Tariqat merupakan jalan atau cara untuk mendekatkan diri kepada Allah, maka didalam tariqat sebenarnya berisikan tentang riyadhah-riyadhah atau amalan-amalan yang harus dikerjakan dan bukan erisikan tentang ajaran yang mengkaji secar falsafi tentang tasawwuf, tariqat lebih merupakan suatu amalan dan ajaran praktis tasawwuf.

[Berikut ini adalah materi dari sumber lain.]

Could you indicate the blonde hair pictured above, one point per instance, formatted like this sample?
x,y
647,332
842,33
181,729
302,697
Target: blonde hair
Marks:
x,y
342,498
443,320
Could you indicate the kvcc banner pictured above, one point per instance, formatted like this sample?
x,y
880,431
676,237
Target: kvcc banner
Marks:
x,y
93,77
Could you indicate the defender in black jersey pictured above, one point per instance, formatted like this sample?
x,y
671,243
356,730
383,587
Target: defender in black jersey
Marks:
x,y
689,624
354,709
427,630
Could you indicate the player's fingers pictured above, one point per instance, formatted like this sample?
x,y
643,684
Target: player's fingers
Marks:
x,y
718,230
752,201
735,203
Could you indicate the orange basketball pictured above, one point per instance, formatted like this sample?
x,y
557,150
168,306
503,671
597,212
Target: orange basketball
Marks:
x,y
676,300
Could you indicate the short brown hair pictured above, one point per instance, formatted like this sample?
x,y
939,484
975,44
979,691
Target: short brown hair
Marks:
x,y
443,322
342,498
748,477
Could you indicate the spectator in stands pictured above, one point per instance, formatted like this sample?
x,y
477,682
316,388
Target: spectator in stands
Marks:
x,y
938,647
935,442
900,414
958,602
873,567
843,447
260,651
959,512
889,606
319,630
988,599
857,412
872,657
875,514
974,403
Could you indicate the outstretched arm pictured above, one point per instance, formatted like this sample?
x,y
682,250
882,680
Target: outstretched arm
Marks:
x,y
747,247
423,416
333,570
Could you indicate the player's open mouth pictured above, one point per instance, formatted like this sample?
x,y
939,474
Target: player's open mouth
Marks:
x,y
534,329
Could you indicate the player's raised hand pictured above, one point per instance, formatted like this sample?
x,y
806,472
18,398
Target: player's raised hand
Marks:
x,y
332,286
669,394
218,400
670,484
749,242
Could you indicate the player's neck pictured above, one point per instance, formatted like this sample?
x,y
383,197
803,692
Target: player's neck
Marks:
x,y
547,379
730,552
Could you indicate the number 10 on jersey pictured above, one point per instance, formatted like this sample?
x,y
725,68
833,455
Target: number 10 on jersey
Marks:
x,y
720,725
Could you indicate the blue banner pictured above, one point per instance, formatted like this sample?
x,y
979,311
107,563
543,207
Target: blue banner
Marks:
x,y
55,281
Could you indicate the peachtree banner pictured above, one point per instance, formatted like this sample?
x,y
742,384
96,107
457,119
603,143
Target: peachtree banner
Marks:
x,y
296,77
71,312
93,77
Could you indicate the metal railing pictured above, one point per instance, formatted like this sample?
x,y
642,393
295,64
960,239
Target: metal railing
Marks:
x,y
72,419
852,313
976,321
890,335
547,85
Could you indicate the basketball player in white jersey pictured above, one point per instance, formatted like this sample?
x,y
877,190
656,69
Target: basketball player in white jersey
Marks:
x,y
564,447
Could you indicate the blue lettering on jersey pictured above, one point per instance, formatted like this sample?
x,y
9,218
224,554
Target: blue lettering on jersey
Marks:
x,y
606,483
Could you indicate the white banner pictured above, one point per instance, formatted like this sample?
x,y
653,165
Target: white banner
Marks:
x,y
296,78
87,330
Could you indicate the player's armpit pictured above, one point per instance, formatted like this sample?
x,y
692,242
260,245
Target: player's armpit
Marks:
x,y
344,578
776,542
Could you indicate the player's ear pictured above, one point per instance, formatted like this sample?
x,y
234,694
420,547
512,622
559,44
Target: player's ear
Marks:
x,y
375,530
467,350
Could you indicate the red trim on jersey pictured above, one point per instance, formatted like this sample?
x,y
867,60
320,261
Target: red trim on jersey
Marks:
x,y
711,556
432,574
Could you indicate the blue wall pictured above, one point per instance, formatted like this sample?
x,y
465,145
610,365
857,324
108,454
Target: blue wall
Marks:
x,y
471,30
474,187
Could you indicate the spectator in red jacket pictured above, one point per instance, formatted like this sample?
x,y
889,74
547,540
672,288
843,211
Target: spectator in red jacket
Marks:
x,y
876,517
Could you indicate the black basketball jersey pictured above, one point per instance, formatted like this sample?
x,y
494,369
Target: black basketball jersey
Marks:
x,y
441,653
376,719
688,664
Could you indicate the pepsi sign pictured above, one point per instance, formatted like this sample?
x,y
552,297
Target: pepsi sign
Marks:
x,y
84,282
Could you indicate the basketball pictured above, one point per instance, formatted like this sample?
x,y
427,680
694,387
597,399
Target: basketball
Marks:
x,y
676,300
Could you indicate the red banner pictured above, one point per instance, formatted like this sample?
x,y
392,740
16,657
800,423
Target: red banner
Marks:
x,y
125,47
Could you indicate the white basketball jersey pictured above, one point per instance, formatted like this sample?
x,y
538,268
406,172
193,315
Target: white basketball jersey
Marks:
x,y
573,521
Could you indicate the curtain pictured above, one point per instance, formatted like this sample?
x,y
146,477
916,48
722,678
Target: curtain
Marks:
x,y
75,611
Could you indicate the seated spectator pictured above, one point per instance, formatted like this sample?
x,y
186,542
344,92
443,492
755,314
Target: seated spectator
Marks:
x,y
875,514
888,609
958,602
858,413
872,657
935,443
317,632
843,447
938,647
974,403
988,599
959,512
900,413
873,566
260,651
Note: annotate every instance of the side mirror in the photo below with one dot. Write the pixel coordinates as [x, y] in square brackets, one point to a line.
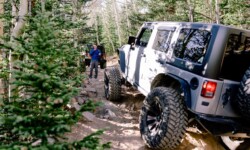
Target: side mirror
[131, 41]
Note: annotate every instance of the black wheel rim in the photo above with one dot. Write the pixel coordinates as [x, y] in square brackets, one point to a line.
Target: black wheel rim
[154, 116]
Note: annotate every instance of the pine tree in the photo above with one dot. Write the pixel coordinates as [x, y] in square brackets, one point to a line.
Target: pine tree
[46, 78]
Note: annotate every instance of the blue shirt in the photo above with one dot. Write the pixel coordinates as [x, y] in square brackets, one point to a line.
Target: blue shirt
[95, 54]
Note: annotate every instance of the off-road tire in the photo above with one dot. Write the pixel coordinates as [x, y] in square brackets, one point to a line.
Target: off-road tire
[163, 118]
[243, 96]
[112, 84]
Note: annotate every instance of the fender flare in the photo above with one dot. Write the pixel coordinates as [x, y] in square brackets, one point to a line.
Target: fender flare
[186, 89]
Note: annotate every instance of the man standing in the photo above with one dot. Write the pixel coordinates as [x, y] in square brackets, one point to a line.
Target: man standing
[95, 55]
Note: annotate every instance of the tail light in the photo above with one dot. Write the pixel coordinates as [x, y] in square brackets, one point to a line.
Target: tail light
[208, 89]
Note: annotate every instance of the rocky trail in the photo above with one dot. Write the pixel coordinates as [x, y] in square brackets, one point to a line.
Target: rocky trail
[120, 119]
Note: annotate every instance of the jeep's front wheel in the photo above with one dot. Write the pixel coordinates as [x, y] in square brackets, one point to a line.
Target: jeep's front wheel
[112, 84]
[163, 118]
[243, 97]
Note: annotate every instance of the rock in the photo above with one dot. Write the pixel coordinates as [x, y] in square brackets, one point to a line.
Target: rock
[84, 93]
[108, 114]
[76, 106]
[36, 143]
[89, 116]
[89, 89]
[81, 100]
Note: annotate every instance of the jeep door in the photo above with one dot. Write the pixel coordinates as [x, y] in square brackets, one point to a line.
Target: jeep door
[155, 57]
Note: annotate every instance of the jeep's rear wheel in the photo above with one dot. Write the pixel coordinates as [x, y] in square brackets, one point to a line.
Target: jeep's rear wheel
[112, 84]
[243, 97]
[163, 118]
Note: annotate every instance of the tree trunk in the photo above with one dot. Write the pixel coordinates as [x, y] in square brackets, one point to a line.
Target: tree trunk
[74, 4]
[18, 25]
[117, 22]
[190, 11]
[1, 53]
[43, 5]
[96, 28]
[126, 10]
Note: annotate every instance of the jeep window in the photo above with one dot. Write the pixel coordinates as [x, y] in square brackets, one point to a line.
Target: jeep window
[235, 45]
[144, 37]
[237, 56]
[162, 40]
[191, 45]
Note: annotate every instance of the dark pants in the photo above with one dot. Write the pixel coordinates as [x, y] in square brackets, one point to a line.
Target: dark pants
[94, 64]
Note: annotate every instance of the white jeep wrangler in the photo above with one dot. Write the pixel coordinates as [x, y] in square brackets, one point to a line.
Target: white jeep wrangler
[186, 71]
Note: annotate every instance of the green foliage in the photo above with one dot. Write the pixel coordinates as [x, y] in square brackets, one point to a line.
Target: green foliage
[46, 77]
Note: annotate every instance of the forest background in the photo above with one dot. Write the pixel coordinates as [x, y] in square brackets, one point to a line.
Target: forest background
[40, 57]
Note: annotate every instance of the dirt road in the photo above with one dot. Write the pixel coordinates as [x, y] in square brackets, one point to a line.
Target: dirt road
[120, 120]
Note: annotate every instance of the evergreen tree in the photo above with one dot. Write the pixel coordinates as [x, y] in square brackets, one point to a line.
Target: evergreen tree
[45, 80]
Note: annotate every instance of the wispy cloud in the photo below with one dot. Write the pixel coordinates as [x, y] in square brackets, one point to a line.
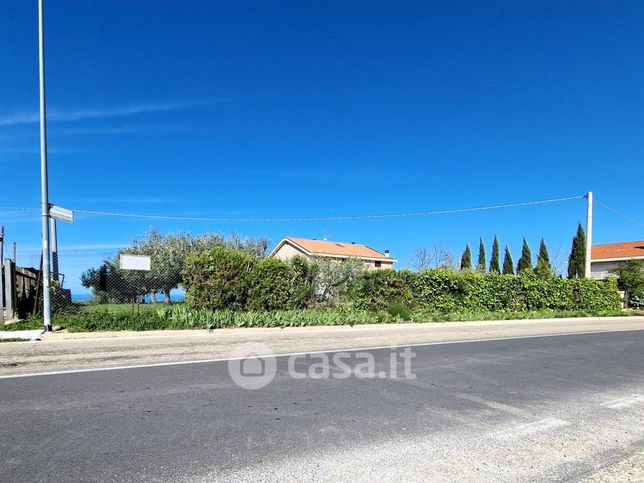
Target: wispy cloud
[55, 115]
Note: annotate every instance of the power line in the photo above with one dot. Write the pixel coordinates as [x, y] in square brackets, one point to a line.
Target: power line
[326, 218]
[618, 213]
[312, 218]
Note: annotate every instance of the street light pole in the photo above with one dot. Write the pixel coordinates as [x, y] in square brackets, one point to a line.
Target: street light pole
[44, 180]
[589, 233]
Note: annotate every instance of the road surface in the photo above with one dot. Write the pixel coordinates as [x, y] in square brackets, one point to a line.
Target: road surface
[565, 407]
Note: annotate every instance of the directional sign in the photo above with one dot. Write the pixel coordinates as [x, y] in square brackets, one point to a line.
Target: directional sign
[60, 213]
[134, 262]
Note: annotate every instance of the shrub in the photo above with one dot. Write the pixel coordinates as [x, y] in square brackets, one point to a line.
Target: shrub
[218, 279]
[226, 279]
[398, 310]
[446, 291]
[375, 289]
[276, 284]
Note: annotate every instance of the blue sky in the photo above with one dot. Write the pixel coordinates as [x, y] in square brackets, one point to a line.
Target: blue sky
[325, 108]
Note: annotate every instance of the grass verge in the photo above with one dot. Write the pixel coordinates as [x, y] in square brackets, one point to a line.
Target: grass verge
[179, 316]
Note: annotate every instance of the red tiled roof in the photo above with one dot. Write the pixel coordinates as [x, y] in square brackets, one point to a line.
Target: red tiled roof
[324, 247]
[618, 250]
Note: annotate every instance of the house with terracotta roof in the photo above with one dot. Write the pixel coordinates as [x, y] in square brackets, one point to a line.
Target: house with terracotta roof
[611, 255]
[311, 248]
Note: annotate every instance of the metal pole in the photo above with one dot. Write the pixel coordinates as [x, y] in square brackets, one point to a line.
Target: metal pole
[44, 188]
[1, 271]
[54, 251]
[589, 233]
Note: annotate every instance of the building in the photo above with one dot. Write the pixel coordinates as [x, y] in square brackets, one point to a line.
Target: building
[611, 255]
[291, 247]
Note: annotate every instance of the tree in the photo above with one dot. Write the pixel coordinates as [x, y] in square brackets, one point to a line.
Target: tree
[466, 258]
[495, 265]
[480, 264]
[525, 262]
[332, 276]
[577, 259]
[168, 254]
[544, 268]
[631, 279]
[508, 264]
[110, 284]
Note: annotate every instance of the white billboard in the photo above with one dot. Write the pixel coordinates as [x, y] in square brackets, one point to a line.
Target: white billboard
[134, 262]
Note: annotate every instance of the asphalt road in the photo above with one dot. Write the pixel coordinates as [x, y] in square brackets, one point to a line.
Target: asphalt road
[541, 408]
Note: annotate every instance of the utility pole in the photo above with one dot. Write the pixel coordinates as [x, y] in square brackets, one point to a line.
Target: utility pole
[589, 233]
[1, 269]
[54, 251]
[44, 178]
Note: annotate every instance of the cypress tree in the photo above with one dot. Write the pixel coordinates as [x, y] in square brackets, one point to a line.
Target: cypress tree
[525, 262]
[544, 268]
[577, 259]
[466, 258]
[480, 265]
[495, 265]
[508, 264]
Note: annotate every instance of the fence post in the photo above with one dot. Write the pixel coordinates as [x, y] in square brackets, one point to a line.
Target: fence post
[10, 288]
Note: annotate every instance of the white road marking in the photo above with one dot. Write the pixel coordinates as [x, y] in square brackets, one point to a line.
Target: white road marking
[624, 402]
[326, 351]
[531, 428]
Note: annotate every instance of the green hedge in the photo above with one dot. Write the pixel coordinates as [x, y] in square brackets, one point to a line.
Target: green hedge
[225, 279]
[182, 317]
[446, 291]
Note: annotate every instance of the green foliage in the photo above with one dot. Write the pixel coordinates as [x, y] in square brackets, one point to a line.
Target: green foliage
[466, 258]
[375, 289]
[333, 276]
[229, 279]
[525, 262]
[544, 268]
[446, 291]
[218, 279]
[631, 280]
[168, 255]
[399, 311]
[508, 264]
[179, 316]
[577, 259]
[276, 284]
[480, 264]
[495, 264]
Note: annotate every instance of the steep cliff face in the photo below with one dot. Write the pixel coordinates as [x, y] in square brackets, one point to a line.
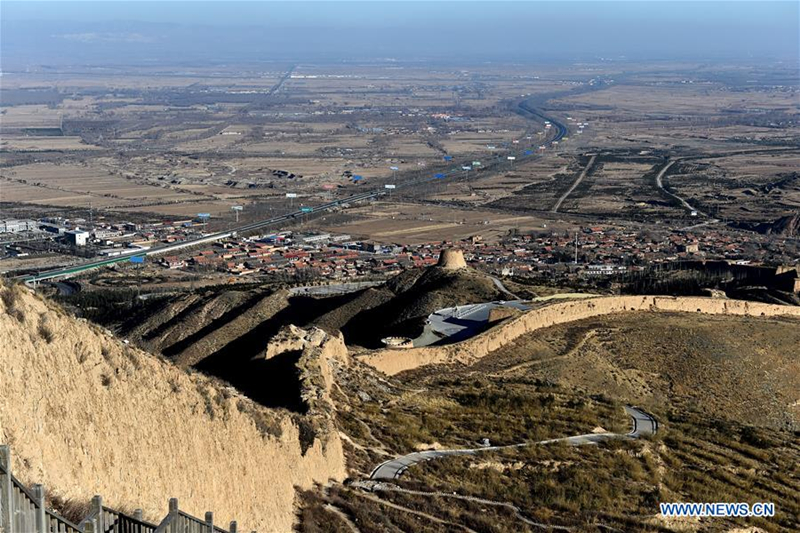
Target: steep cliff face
[86, 414]
[395, 361]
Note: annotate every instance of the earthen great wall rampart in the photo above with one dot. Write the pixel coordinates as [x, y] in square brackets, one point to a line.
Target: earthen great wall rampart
[393, 362]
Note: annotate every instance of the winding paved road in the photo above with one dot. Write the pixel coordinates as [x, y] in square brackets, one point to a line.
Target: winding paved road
[644, 424]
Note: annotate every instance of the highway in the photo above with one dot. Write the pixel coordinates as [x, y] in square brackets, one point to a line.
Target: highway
[561, 131]
[643, 425]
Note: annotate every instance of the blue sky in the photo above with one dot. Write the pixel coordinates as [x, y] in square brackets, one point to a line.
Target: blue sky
[471, 30]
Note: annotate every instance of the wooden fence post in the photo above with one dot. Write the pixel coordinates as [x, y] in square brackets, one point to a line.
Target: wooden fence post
[41, 511]
[6, 490]
[97, 510]
[209, 522]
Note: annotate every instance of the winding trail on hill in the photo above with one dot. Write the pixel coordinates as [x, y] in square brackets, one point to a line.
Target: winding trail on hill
[574, 185]
[644, 425]
[685, 204]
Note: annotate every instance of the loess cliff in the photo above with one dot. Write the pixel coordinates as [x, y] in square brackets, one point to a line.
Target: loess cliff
[87, 414]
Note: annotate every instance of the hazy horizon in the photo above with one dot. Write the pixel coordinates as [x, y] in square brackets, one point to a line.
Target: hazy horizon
[58, 33]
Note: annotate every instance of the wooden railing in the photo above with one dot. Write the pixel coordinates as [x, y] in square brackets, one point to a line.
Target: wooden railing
[23, 510]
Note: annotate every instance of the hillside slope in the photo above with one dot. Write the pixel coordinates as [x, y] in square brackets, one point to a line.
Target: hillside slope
[417, 294]
[86, 414]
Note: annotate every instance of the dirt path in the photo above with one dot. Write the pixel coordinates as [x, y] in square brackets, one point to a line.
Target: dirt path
[572, 351]
[577, 182]
[388, 487]
[412, 511]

Sebagai ajaran dan amalam praktis dari ilmu tasawwuf, dalam mengenal Allah tariqat sebenarnya mempunyai cara tersendiri untuk mendekatkan diri kedaNYA, karena itu disebabkan kalangan ahli tariqat mempunyai pandangan tersendiri tentang Tuhan. Landasan bagi ahli tariqat yaitu sebuah hadits:

“Aku sejak semula adalah merupakan harta yang tersembunyi, kemudian Aku ingin dikenal, maka Ku-ciptakanlah makhluk. Dan melalui Aku, merekapun mengenali-Ku.”

Harta yang tersembunyi”, yang dimaksud di situ adalah sebuah rahasia yang tidak semua manusia dapat mengetahui tentangNya.


Walaupun antara sekian banyaknya aliran tariqat yang ada memiliki amalan-amalan tersendiri, tetapi memiliki tujuan yang sama. Ada tariqat yang mempunyai cara dzikir tertentu dengan menggunakan suara yang disebut “Dzikrul lisan”, ada juga dzikir yang hanya diucapkan di dalam hati yang disebut Dzikrul Qolbi.


Antara ketiga jenis dzikir, oleh karena berbeda, maka lafadz yang diucapkannyapun berbeda. Biasanya dan kebanyakan dzikrul lisan melafadzkan kalimat “La ilaha illallah”, sementara dzikrul qolbi mengucapkan lafadz “Allah” dan adapun dzikir sirri berupa lafadz “Hu”


Secara khusus, aliran-aliran tariqat sebenarnya memiliki tujuan, yang intinya:

1) Dengan mengamalkan tariqat berarti mengadakan latihan jiwa yang berjuang melawan hawa nafsu. Menjauhkan diri dari sfat-sifat yang tercela dan diisi denga sifat-sifat terpuji dengan melalui perbaikan budi pekerti.

2) Selalu dapat mewujudkan rasa ingat kepada Allah.

3. Hakikat

“Hakikat adalah akhir perjalanan mencapai tujuan menyaksikan cahaya nan gemerlapan dari ma’rifatullah yang penuh harapan.